July 28, 2014
You’ve found the right place so you want to put in an offer to purchase but you don’t know what to do. Here’s a list of things to think about:
I've put this together as a guide to try and help you through the process of putting an offer in to purchase a property. Unfortunately real estate agents don't help you with this (yes, I'm generalising) because they're just interested in making a sale. Rule number 1, the real estate agent is working for the vendor and not for you.
You go back to the real estate agent’s office and they ask you to put your offer in writing. The document put in front of you says ‘Contract of Sale’ at the top but you thought you were just making an offer and not entering into a contract just yet. The term ‘contract of sale’ scares you a bit – you want to buy this place but there are too many legal forms and terms that are confusing you!
Your offer to purchase is made on the document titled 'Contract of Sale' - you sign the document but it is not a binding contract because the vendor has not signed it. The real estate agent will then take this document to the vendor and if your price is acceptable, they will sign it and it now becomes the Contract of Sale.
Make sure you do not sign the contract of sale document until all the conditions you require are listed on your offer.
When you make your written offer, the real estate agent will normally ask for a $1,000 deposit. This is a sign of good faith that your offer is genuine, that you are not going round to many different properties putting in offers and hope that one gets accepted and also covers the cost if you decide to withdraw your offer during the cooling off period.

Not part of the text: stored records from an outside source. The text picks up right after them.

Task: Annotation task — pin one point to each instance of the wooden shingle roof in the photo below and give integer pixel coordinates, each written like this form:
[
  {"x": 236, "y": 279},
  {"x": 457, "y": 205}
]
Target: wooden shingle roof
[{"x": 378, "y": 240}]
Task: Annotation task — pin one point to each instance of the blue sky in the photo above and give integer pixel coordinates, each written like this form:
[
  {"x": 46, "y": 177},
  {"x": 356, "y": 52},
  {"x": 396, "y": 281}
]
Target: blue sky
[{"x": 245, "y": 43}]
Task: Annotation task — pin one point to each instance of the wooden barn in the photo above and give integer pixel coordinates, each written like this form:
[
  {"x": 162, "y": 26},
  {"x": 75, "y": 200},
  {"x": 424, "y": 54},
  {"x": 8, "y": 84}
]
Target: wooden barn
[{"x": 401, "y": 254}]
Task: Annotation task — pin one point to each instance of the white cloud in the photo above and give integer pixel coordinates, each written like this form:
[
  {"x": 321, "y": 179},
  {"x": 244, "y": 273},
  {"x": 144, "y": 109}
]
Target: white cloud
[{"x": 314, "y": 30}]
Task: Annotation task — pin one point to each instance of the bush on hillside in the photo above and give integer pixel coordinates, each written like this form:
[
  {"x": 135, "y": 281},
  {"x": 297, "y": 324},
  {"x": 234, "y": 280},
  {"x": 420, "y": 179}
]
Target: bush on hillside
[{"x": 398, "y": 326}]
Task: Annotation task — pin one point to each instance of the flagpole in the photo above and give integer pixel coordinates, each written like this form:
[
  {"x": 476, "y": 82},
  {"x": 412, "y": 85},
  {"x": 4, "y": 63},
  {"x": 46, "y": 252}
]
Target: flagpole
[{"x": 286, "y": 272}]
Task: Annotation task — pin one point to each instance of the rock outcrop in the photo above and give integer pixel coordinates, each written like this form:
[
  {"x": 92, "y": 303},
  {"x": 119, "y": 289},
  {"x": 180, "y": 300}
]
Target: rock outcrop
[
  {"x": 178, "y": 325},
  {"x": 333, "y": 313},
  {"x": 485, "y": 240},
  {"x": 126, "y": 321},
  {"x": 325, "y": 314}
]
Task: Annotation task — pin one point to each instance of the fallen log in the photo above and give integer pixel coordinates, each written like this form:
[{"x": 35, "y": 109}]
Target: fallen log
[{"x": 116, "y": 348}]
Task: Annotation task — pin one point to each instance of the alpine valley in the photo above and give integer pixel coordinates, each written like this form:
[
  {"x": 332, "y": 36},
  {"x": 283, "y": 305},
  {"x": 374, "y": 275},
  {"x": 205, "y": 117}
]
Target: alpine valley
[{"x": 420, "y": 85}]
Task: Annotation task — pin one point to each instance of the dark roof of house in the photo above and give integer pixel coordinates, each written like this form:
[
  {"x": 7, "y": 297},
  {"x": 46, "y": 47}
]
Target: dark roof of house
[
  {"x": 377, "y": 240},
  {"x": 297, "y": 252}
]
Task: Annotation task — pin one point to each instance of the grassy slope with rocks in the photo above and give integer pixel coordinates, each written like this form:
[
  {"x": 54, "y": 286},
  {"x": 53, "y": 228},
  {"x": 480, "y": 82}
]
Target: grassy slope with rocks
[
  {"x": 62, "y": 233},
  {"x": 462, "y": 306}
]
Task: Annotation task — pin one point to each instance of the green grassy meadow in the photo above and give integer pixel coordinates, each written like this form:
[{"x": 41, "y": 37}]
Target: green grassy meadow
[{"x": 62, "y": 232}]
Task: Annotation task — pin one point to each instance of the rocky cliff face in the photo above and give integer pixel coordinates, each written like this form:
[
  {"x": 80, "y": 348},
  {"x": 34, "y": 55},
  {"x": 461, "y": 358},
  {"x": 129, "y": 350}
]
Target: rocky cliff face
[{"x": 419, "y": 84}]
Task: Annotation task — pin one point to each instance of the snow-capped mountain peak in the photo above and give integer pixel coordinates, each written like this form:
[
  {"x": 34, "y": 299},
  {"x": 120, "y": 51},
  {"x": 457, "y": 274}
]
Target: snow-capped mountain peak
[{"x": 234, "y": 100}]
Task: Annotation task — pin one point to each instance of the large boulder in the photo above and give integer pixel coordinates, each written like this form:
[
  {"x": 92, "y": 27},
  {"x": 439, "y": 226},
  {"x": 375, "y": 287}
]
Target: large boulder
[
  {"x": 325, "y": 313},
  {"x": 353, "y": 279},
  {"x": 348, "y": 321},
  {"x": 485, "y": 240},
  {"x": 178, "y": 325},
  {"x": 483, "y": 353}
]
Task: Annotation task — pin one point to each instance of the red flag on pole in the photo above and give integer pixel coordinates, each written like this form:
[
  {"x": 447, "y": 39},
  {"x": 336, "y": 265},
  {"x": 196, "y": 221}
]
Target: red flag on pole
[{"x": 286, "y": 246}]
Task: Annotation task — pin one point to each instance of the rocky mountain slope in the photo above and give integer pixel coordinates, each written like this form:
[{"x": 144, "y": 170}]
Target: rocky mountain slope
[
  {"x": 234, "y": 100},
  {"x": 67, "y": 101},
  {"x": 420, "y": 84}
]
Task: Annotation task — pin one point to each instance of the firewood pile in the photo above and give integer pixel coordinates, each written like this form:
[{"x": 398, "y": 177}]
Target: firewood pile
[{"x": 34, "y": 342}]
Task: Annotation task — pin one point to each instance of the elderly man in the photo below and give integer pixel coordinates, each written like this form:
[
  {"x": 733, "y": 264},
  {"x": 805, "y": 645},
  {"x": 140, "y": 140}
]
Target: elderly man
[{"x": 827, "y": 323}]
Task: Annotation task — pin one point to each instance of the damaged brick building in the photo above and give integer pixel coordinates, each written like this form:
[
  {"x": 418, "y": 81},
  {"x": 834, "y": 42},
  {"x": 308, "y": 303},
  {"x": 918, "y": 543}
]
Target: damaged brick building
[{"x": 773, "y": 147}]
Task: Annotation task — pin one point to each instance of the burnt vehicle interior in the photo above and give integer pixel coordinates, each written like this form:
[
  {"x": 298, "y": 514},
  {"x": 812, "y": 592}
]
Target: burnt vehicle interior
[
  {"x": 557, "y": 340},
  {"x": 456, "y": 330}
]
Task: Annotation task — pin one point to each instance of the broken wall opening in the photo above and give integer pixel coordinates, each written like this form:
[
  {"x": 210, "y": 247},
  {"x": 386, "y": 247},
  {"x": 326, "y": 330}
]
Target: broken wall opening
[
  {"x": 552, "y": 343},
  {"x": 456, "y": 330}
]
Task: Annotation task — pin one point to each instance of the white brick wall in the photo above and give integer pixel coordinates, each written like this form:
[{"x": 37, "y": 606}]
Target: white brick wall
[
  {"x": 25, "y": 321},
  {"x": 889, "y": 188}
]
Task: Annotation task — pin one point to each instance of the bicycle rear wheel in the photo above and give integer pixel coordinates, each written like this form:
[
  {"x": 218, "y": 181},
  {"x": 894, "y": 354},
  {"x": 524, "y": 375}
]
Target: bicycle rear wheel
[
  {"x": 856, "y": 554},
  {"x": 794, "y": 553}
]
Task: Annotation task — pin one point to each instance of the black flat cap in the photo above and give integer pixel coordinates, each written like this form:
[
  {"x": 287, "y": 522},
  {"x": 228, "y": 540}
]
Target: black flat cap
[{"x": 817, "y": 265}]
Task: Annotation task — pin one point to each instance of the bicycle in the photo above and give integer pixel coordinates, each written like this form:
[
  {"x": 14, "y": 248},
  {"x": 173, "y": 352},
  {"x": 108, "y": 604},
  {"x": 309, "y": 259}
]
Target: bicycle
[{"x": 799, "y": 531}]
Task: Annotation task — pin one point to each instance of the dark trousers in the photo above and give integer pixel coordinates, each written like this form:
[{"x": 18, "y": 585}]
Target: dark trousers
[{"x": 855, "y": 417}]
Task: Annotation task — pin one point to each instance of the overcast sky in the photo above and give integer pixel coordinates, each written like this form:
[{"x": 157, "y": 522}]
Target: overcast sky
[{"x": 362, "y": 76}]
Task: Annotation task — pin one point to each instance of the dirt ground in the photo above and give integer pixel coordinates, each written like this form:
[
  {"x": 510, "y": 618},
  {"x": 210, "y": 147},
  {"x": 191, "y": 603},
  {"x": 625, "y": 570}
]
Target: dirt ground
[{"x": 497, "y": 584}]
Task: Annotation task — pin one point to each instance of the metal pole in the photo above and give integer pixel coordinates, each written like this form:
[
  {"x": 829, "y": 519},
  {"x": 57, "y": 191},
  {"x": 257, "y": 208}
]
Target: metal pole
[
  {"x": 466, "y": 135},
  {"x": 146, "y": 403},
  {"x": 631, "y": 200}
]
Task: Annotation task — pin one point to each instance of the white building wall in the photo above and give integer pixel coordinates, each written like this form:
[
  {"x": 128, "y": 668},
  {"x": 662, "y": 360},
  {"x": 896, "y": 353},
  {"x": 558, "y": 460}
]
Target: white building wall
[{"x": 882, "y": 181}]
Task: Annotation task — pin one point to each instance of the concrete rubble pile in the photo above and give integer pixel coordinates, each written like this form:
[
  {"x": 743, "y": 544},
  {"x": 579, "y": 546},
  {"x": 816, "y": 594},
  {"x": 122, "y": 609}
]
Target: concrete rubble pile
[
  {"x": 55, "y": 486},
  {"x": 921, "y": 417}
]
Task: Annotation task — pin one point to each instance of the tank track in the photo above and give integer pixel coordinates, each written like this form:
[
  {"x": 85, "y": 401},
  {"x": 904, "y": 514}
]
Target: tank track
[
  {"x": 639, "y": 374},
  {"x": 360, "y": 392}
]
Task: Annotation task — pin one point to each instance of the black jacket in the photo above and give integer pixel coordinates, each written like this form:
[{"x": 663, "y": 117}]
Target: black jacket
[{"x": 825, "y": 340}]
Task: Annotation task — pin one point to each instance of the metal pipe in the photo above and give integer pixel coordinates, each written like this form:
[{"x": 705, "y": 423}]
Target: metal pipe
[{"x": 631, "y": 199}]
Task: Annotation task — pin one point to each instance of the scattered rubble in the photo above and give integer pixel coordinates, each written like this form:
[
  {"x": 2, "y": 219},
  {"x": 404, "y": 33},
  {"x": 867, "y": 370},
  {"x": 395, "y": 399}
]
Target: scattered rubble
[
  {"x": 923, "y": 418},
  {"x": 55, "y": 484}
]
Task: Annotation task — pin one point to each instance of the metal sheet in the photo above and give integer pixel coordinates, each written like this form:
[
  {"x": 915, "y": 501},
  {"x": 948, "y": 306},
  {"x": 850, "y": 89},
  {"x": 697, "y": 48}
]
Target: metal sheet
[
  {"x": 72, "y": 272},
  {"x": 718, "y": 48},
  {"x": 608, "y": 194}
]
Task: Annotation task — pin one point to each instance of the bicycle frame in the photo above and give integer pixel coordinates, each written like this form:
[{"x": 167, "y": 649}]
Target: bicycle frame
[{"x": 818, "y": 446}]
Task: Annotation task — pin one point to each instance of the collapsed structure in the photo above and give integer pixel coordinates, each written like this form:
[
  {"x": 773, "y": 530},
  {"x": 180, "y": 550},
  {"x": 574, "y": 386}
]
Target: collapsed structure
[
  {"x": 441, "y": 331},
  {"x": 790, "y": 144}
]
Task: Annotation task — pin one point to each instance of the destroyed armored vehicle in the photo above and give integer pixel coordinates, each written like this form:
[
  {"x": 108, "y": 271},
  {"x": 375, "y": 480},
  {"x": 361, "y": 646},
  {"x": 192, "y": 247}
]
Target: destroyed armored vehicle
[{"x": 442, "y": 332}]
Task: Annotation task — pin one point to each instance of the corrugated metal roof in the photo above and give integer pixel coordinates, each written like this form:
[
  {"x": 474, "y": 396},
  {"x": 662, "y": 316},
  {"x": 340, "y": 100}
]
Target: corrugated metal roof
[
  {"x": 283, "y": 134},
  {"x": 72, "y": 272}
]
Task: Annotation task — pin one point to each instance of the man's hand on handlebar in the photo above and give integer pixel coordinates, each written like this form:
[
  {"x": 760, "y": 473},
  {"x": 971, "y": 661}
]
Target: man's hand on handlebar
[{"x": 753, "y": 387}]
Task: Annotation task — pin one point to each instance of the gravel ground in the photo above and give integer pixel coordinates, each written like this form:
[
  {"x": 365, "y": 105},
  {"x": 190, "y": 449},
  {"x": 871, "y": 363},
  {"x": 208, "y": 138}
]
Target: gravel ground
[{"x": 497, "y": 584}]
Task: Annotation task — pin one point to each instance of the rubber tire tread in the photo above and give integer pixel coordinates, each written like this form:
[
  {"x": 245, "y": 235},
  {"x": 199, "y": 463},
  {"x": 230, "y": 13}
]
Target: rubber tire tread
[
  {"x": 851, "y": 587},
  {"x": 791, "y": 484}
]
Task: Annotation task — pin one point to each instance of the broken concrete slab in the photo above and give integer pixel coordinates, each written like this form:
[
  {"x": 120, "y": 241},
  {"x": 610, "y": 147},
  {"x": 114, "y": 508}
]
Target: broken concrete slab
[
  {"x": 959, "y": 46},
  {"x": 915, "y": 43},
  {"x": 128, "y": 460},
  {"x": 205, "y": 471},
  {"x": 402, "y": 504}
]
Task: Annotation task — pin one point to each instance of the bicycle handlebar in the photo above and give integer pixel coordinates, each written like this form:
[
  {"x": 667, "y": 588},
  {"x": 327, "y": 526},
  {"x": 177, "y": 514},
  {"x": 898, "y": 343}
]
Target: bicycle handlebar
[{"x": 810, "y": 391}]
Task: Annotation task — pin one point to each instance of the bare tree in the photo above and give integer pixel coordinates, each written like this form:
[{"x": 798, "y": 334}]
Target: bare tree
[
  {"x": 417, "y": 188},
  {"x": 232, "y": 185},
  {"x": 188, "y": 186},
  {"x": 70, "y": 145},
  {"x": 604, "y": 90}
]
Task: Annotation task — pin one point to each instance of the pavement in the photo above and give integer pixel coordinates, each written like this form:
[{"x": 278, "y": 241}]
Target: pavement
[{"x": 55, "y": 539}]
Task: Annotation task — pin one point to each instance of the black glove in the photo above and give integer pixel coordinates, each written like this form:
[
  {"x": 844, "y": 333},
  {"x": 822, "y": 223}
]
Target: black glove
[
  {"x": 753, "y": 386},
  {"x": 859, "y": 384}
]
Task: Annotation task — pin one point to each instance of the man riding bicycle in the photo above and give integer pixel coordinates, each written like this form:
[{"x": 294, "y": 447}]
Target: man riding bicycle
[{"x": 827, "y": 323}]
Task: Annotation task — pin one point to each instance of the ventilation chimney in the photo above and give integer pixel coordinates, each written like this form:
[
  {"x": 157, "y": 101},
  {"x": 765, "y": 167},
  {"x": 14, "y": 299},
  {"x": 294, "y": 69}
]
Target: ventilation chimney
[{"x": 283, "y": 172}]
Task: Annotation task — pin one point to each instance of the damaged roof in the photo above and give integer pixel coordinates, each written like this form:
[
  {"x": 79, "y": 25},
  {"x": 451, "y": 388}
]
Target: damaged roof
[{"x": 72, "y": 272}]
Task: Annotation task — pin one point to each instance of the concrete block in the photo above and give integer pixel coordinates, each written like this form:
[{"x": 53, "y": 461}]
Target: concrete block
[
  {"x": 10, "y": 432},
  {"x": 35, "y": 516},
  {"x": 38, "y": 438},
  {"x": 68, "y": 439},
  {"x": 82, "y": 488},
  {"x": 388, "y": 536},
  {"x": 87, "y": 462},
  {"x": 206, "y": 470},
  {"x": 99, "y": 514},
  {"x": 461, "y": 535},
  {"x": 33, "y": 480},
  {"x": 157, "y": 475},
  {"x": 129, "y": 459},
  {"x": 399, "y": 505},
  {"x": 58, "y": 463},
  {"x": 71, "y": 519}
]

There is nothing here in Victoria that states your deposit must be 10% of the purchase price but it has become accepted as the ‘normal’ deposit. If you’re not prepared to pay 10% deposit, or if you don’t have the money available to pay this much, don’t sign the document to say that you can! We recommend offering the deposit that you are prepared and are able to pay and making sure the date it is due is the same date as the finance clause on your offer (assuming your offer is subject to finance).
If you do not have the full deposit the real estate agent is asking for, offer alternatives like a reduced amount or the use of a deposit bond/guarantee (we can provide details if required). Each are legitimate ways of paying the deposit but it needs to be acceptable to the vendor and the real estate agent but please don't sign your offer document unless you can proceed with what is on the Contract of Sale.
If you want to make sure your offer subject to building and/or pest inspection, the real estate agent will usually have standard wording to be included on the contract. Check the wording they provide and, if acceptable, proceed. If the wording is not acceptable, ask for it to be altered to your requirements. (remember the real estate agent is working for the vendor so any wording they provide is probably in the vendor’s favour, not yours)
Chattels. This lists out what is included in the property you are purchasing so make sure any ‘removable’ items are listed. For example – cubby house, dishwasher, curtains, floor coverings, etc
Subject to finance. The real estate agent will try to talk you out of having a finance clause (because there’s always someone else interested in the property and they’re going to make an unconditional offer). Ask for two weeks (10 working days) and be specific on the lender you intend using and the amount of the loan. If they real estate hasn’t had any luck talking you out of making your offer ‘subject to finance’ they will now have a go at reducing the time required. Lenders need 2 weeks to process your application so stick to the 2 week request.
Settlement Date. 30, 60 & 90 day settlement periods are normal but, once again, ensure the date is acceptable to you before you sign the offer document.
If you're first offer is not accepted, the real estate agent may come back to you for a second offer. This may mean you need to offer an alternative price (normally higher than your first offer!) so if you make another offer, make sure all the dates are still OK (completion of inspections, finance clause, payment of deposit, settlement date, etc) - check these again before signing/initialling the new offer.
So you’ve made your offer and paid $1,000. You've made your offer subject to finance, with a 2 weeks finance clause, and the balance of your deposit is due the same date as (hopefully) you get finance approval from your lender and phoned Mortgage Choice to get your loan application underway. Simple, isn't it!